South Florida Sun-Sentinel (Sunday)
Should state make big auto insurers cover homes?
In 2007, Crist signed law that tried to, but exemptions let firms get around enforcement
Every so often, a beleaguered Florida consumer proposes a way to fix Florida’s property insurance availability problem:
The state legislature should require big national insurance companies that bombard the state with auto insurance ads to also sell homeowners insurance.
After all, they ask, why should the big companies be allowed to cherry-pick the easier and most profitable motor vehicle risks while avoiding potentially costlier property risks?
Ed Huber, a Boynton Beach resident, wrote to the Palm Beach Post in 2013 that “Any insurer that is a national/international company will not be allowed to do business in any state unless all of its coverages are available in that state ... To exclude some coverage because of higher risk could not happen.”
Turns out Huber wasn’t the first to come up with that idea. In 2007, such a law was enacted during a special legislative session on homeowner insurance convened by newly elected Gov. Charlie Crist. And the new law was apparently forgotten soon afterward, with little discussion or evident enforcement.

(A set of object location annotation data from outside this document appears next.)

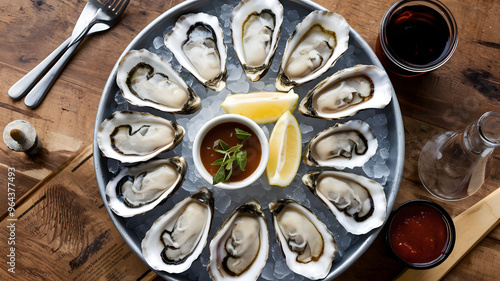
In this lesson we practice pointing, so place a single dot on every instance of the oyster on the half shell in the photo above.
(255, 29)
(348, 91)
(138, 189)
(307, 244)
(350, 144)
(132, 136)
(197, 41)
(240, 248)
(145, 79)
(358, 203)
(315, 45)
(178, 237)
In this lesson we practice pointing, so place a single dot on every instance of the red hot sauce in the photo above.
(418, 234)
(226, 132)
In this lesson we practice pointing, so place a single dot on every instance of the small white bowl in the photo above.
(239, 119)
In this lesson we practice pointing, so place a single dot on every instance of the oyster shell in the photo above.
(347, 92)
(240, 248)
(131, 136)
(255, 29)
(145, 79)
(317, 42)
(138, 189)
(197, 42)
(306, 243)
(178, 237)
(350, 144)
(358, 203)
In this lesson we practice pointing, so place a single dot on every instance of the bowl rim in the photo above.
(450, 226)
(224, 119)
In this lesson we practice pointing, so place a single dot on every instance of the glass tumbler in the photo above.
(416, 36)
(452, 165)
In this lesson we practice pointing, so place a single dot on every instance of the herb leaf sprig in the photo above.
(232, 155)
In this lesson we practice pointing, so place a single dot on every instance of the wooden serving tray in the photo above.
(61, 231)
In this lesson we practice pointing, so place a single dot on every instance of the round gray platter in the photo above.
(385, 167)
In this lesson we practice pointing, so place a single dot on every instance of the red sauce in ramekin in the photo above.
(418, 234)
(226, 132)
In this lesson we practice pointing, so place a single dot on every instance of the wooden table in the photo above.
(446, 99)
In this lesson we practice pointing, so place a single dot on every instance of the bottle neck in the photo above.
(483, 136)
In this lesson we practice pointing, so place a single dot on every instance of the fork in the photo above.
(95, 17)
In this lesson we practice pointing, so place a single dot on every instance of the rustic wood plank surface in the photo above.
(446, 99)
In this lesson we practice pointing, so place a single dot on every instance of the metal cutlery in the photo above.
(95, 17)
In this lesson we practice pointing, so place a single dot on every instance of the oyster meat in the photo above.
(358, 203)
(347, 92)
(255, 29)
(307, 244)
(178, 237)
(350, 144)
(145, 79)
(197, 42)
(131, 136)
(317, 42)
(138, 189)
(240, 248)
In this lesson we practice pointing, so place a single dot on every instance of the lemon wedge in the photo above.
(261, 107)
(285, 149)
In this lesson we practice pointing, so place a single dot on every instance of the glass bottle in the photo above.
(452, 165)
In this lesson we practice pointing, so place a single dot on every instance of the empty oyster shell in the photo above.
(178, 237)
(255, 29)
(317, 42)
(306, 243)
(145, 79)
(347, 92)
(131, 136)
(240, 248)
(197, 42)
(358, 203)
(138, 189)
(350, 144)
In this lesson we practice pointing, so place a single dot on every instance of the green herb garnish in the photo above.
(232, 155)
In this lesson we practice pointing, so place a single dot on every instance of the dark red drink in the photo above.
(417, 35)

In his 2006 campaign for governor, Crist criticized big insurers for “cherry-picking” auto policies while dropping homeowner policies after unusually active hurricane seasons in 2004 and 2005. Florida subsidiaries of Nationwide and Allstate announced they had stopped writing new property insurance business in Florida and were not renewing tens of thousands of existing policies.
The crisis then resembled the one facing Florida now: skyrocketing rates, companies
pulling out of the state, and more than 1 million stranded homeowners forced into state-run Citizens Property Insurance Corp.
Crist argued that the solution included a law banning “cherry-picking” by large insurers that sell home, auto and other products.
“I know in my heart that companies who would write property insurance in other states but not Florida, yet benefit enormously from writing auto policies in our state, need to stop discriminating against Floridians,” Crist said after winning the election, according to a 2007 story in the Palm Beach Post.